Irrumpí en el universo-mundo con
cuatro kilos y medio y con la misma fuerza y decisión que las aguas, que en ese preciso momento, habiendo
roto la arenosa mota del río, destrozado el pontón y habiendo recorrido ya, de forma insensata y sucia
medio pueblo (los clientes del bar el "Caporro" que apuraban,
aterrorizados pero decididos, sus vasos de vino arrodillados sobre los
taburetes y quizás arrepintiéndose de no haber ido a la misa de gallo, transmitieron
la noticia a los asiduos de "la Paca" y éstos la lanzaron más allá, como en "Los Persas" de Esquilo. Un
asiduo probó a transmitir la mala nueva en plan "maratón", pero
fracasó un poco antes de completar los cincuenta metros que
separaban los dos ventorrillos. Tuvo que ser rescatado. Además, su heroica acción quedó deslucida, pues la noticia había llegado antes).

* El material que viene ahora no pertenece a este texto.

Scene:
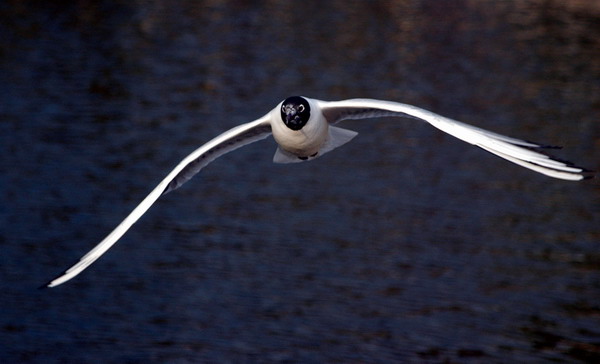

La fuerza y decisión que se
evidenciaron en ese inicio se agotaron una vez estuve fuera por completo. Una
pleuritis temprana casi me lleva a la tumba. Hubiera sido un perfecto ejemplo
de "vida breve".
Puede resumirse así la cosa:
romper aguas mi madre y salirse de madre las aguas, fue todo una. No podía ser menos: mi concepción ya había sido espectacular.
Alguien aulló: "¡ya llega! ¡ya está aquí!" Y fue
entonces cuando un grito como de becerro pronunció de forma
clara y contundente la primera de las vocales. Mi madre continuó la serie en una octava más alta.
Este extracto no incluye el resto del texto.